Au Portugal, il y a 365 recettes de morue pour chaque jour de l'année, il est de tradition de servir la morue tout simplement bouillie avec des pommes de terre à l'eau et des légumes verts. Toute la famille se réunit. Dans la cuisine, on travaille la pâte des Massa de Filhos, une pâtisserie traditionnelle qu'on fait lever dans un grand plat de terre cuite, le temps d'aller entendre la Messa du Gallo, littéralement la Messe du Coq ou la Messe de Minuit. Au retour, alors qu'on fait le café et sort l'Aguardiente, on plonge la pâte dans l'huile bouillante. Saupoudrées de sucre et de cannelle, elles sentent bon cette nuit bénie entre toutes où naquit l'Enfant Jésus.
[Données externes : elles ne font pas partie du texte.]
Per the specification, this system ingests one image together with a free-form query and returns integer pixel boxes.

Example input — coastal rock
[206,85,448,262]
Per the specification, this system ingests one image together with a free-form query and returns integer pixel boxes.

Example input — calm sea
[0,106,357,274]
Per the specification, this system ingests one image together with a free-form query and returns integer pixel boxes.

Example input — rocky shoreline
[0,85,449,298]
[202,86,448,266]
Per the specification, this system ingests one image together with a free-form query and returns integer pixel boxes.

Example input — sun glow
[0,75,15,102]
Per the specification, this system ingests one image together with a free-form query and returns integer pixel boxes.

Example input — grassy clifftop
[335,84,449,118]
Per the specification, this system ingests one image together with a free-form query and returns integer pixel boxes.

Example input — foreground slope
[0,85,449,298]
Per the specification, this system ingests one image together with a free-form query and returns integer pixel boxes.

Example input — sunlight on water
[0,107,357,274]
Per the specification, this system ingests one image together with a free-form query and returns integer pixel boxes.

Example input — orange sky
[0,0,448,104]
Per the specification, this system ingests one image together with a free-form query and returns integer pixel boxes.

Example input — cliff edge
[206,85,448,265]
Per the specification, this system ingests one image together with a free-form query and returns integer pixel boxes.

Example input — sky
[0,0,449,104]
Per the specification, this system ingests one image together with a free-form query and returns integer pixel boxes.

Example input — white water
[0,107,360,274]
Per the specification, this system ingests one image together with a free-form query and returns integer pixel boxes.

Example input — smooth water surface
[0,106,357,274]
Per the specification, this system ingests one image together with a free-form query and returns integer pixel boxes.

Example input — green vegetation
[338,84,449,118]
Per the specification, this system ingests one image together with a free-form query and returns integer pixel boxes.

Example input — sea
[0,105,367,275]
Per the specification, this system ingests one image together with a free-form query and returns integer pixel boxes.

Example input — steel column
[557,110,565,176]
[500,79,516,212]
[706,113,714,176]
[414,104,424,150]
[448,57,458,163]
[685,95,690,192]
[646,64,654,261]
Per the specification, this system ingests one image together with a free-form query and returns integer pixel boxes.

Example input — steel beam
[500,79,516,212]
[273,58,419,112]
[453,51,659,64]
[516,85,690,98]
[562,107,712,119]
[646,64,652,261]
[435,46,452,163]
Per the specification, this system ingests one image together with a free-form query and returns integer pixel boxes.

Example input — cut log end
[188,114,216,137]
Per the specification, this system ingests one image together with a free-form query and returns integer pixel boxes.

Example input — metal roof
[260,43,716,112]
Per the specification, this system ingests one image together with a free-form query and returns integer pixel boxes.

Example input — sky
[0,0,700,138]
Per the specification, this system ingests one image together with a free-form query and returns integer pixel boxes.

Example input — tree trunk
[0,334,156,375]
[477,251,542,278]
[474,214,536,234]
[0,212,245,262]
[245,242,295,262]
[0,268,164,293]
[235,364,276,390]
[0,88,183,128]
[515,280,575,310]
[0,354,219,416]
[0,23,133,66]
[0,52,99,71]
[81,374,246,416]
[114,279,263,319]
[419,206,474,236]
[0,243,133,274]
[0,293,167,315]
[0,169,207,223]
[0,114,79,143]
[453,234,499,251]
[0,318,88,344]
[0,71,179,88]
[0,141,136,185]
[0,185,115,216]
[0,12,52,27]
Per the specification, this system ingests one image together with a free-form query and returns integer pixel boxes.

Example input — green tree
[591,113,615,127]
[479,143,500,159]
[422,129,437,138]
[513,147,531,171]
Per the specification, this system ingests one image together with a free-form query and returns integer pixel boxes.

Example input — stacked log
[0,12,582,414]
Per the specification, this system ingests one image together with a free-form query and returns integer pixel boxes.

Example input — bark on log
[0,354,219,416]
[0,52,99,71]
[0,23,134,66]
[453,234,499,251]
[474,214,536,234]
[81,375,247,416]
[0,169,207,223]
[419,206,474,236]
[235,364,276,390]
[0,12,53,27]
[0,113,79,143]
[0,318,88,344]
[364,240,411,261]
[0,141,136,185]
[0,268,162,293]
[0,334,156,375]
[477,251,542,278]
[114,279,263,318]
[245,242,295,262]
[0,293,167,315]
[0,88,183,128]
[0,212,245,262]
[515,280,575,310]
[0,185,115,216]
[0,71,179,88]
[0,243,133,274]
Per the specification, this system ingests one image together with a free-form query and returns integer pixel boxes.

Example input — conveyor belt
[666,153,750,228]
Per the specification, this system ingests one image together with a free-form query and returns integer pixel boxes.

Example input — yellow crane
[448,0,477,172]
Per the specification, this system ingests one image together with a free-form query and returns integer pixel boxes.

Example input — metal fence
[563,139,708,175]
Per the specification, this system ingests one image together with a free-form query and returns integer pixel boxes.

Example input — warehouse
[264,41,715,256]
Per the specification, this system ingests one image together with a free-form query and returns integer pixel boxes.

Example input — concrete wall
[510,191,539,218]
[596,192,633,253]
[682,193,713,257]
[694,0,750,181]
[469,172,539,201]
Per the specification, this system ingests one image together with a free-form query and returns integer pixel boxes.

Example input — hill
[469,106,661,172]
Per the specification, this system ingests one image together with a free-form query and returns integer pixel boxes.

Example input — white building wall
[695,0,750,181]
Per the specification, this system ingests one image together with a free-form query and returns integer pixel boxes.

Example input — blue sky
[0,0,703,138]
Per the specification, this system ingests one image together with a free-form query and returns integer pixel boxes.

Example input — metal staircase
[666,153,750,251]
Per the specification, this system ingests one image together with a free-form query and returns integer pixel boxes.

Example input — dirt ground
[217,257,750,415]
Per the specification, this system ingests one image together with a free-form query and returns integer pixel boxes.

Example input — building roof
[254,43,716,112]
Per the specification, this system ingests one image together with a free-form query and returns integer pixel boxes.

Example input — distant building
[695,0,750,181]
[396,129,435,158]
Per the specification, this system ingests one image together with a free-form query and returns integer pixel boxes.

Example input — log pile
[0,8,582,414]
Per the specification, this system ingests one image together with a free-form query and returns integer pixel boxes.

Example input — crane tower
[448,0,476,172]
Le 25 décembre fait place à la viande. Dès les premiers jours de décembre, on peut voir des éleveurs de volailles parcourir les rues de Lisbonne, en compagnie de troupeaux de dindes (perù, en portugais) dont ils font l'article. Dès qu'un passant a choisi le volatile de son choix, il le désigne à l'éleveur qui s'en saisit, le soûle par ingestion forcée d'un litre d'eau-de-vie, puis lui rend, pour un court instant, la liberté. L'animal, ivre mort, titube avant de s'effondrer. Ensuite, on l'égorge, le plume, le vide et le lave avant de l'immerger pendant 12 heures dans de l'eau salée, parfumée au laurier et au citron.

Au terme de l'opération, on suspend la dinde 12 heures supplémentaires afin qu'elle égoutte, puis on la mange avec des amis qui ne sont pas affiliés à la S.P.A. ou admirateurs de Brigitte Bardot.

On retrouve aussi sur la table, le cabri cuit au four.

Le repas se termine par du Riz au lait (roz doce) saupoudré de cannelle, un Leite creme qu'on caramélise au fer rouge dans la région de Minho, des Rabanadas frits à l'huile d'olive.

On prépare aussi une grande table toute garnie de sobremesas, les pâtisseries traditionnelles de Noël entrecoupées de plateaux de fruits secs, natures ou confits avec une amande au centre. La table restera mise jusqu'au Dimanche des Rois pour que tous les amis et parents puissent toujours trouver quelques douceurs en venant échanger les voeux de Noël et du Nouvel An. La pièce maîtresse est le "Bolo Rei", la Couronne des Rois, qui se consomme du 15 décembre au 15 janvier, une pâte briochée très riche, truffée et garnie de grandes lamelles de fruits confits et de sucre qui marque la fête du solstice d'hiver.

Anciennement, on échangeait les cadeaux le dimanche des Rois, car c'est en ce jour que les Rois Mages offrirent l'or, l'encens et la myrrhe à l'Enfant Jésus. La coutume survit encore dans certaines familles ou certaines régions.